Backup and Sync can consume significant resources
For example, we’ve noticed CPU spikes when several documents are changed simultaneously and uploaded to the cloud.
Backup and Sync causes desktop programs (like Microsoft Word and Excel) to occasionally fail to save their files
In its zeal to immediately process any changes, Backup and Sync can lock files and interfere with the normal saving to disk. Warnings like this (from ToDoList) are all too common:
Updating large files seems to be particularly problematic.
Backup and Sync will show excessive “remove item” confirmations when a file is deleted
Fortunately these notifications are easily disabled via Preferences but the setting is all or nothing. Ideally, we would like to omit confirmations on active development folders but that is not possible.
None of these is a major headache, but little day-to-day annoyances add up. What to do?
Eventually a key realization dawned on us…
We don’t need real-time file synchronization
Backup and Sync’s mission is to keep your files synchronized. As soon as a document is changed, it is copied up to the cloud.
Though a live copy is ideal, it is not essential for our situation. We will be satisfied with a periodic backup — a recent copy of key files in case of a catastrophe. Heck, a single snapshot every 24 hours would meet our modest needs.
With that understanding, our first adjustment was manual. We would simply exit Backup and Sync at the start of the work day and restart it when we were done for the evening. Doing so eliminated the daily annoyances, and gave Backup and Sync the whole night to catch up.
But some evenings we would forget to restart Backup and Sync, leaving our files unprotected.
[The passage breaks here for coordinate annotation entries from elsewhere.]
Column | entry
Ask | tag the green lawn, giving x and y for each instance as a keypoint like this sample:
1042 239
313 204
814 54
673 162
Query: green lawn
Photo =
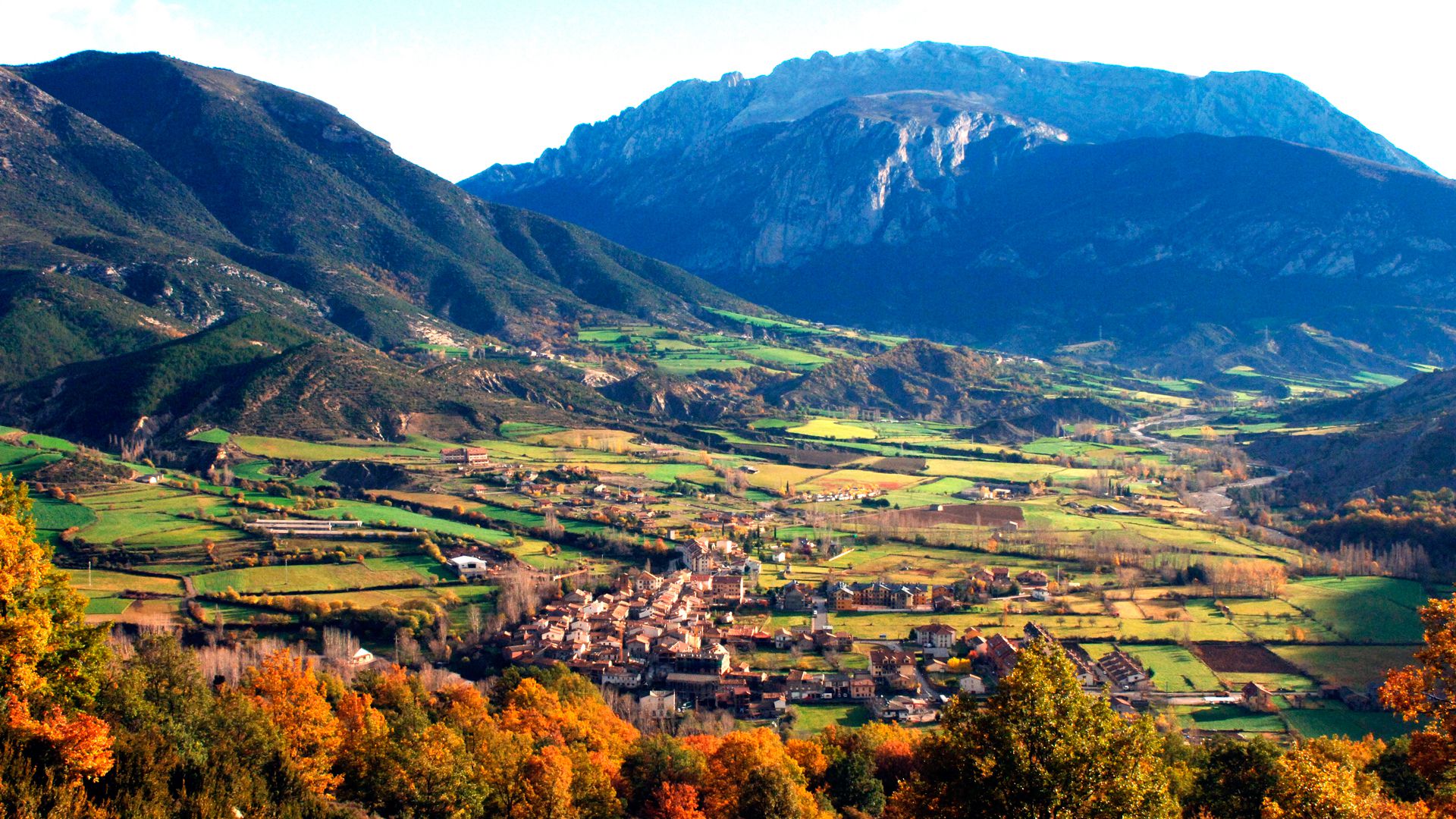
107 580
814 719
1356 667
1363 610
832 428
375 572
1228 719
107 605
265 447
1334 719
55 515
1175 668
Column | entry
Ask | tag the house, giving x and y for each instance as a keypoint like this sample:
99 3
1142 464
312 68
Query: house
727 589
937 639
971 684
849 596
1033 577
1257 697
620 676
303 526
903 710
795 596
658 706
1123 670
1002 653
469 567
886 664
466 455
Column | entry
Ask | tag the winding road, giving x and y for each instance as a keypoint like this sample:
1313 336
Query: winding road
1215 500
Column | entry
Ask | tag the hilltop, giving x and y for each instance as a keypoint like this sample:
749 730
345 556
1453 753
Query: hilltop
1028 205
196 194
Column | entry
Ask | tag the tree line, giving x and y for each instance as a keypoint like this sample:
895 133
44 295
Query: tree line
146 726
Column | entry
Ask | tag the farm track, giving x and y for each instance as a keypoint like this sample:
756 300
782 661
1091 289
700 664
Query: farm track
1216 500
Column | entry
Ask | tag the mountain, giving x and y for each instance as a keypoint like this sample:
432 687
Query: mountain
199 196
922 379
1397 441
253 375
1028 205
It was time for a robust, automated solution…
How to run Backup and Sync off-hours as a Windows Service
Step 1: Install Backup and Sync as a Windows Service with AlwaysUp
This first step will enable backups to run in the background — even when you’re not logged in to your computer.
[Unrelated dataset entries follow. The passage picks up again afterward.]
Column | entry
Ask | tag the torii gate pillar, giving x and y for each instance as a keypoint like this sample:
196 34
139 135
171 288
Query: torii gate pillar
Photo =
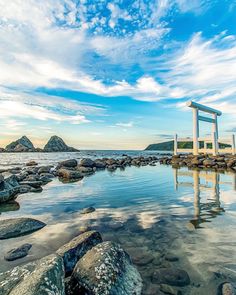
196 118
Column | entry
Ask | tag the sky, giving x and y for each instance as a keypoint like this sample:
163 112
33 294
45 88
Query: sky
114 74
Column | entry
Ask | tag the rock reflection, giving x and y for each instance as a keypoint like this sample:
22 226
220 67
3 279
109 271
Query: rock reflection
203 212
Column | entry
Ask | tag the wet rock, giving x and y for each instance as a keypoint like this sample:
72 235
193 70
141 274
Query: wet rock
15 227
76 248
42 277
107 269
34 184
226 289
85 170
69 174
31 163
167 289
72 163
87 162
18 252
171 276
44 169
100 165
88 210
9 188
170 257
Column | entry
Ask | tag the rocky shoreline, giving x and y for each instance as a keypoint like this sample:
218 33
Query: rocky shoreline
87 265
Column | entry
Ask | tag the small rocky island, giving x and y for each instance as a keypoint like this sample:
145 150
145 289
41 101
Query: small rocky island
23 144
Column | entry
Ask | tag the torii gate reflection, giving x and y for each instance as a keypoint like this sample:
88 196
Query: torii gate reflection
203 212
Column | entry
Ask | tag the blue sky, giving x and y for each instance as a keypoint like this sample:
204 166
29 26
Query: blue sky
114 74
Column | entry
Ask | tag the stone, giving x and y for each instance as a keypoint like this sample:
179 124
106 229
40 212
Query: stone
57 144
42 277
88 210
87 162
76 248
34 183
100 165
171 276
21 145
69 174
15 227
107 269
167 289
31 163
9 189
18 252
72 163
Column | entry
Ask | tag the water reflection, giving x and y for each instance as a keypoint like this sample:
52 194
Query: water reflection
203 211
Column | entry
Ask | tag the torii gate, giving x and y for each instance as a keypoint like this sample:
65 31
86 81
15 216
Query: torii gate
196 118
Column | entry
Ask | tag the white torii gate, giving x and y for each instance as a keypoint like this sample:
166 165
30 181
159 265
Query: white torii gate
196 118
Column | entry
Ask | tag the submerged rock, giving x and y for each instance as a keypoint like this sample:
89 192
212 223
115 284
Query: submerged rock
88 210
15 227
171 276
76 248
17 253
9 188
107 269
42 277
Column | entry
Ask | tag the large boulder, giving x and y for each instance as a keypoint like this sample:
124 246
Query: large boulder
42 277
22 144
76 248
57 144
69 174
9 188
86 162
15 227
72 163
107 269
Follow our step-by-step guide and you should be up and running in 10 minutes or less:
Step 2: Create a Scheduled Task to stop Backup and Sync every morning at 9 AM
Start Task Scheduler. This is best done by running taskschd.msc from a command prompt, or by opening the Control Panel, searching for “schedule” and clicking the Schedule tasks link:
Once the Task Scheduler window comes up, click Create Basic Task on the right:
In the Create Basic Task Wizard window, enter a suitable name for the task. We suggest “Stop Google Backup Service at 9 AM Daily”. Click Next when you are done.
We want to run daily, so make sure that option is selected and move on:
Next, enter 9 AM in the Start controls:
Running this command will stop the Backup and Sync Windows Service created by AlwaysUp:
NET.EXE STOP "Googledrivesync (managed by AlwaysUpService)"
Enter that command on this screen, placing NET.EXE in the Program/script field and the rest in the Add arguments section:
Don’t forget the quotes!
The next screen summarizes the task we’ve created. There is still a bit of work to do so check the Open the properties dialog box before clicking the Finish button:
And finally, in the Properties window, ensure that the task will (1) run even if no one is logged on and (2) will run with highest privileges:
Click OK to finalize your new scheduled task.
Step 3: Create a Scheduled Task to start Backup and Sync every evening at 7 PM
To create the second task that restarts Backup and Sync in the evening, simply repeat the process you followed in Step 2 with the following adjustments:
Enter 7 PM instead of 9 AM
Replace STOP with START when entering the program to run:
NET.EXE START "Googledrivesync (managed by AlwaysUpService)"
Less timely backups, but less interruptions too
With these changes in place, our Backup and Sync only runs “off hours”. While our files aren’t synchronized with the cloud during the work day, the annoying interruptions have been eliminated. It has been a reasonable trade-off for our team.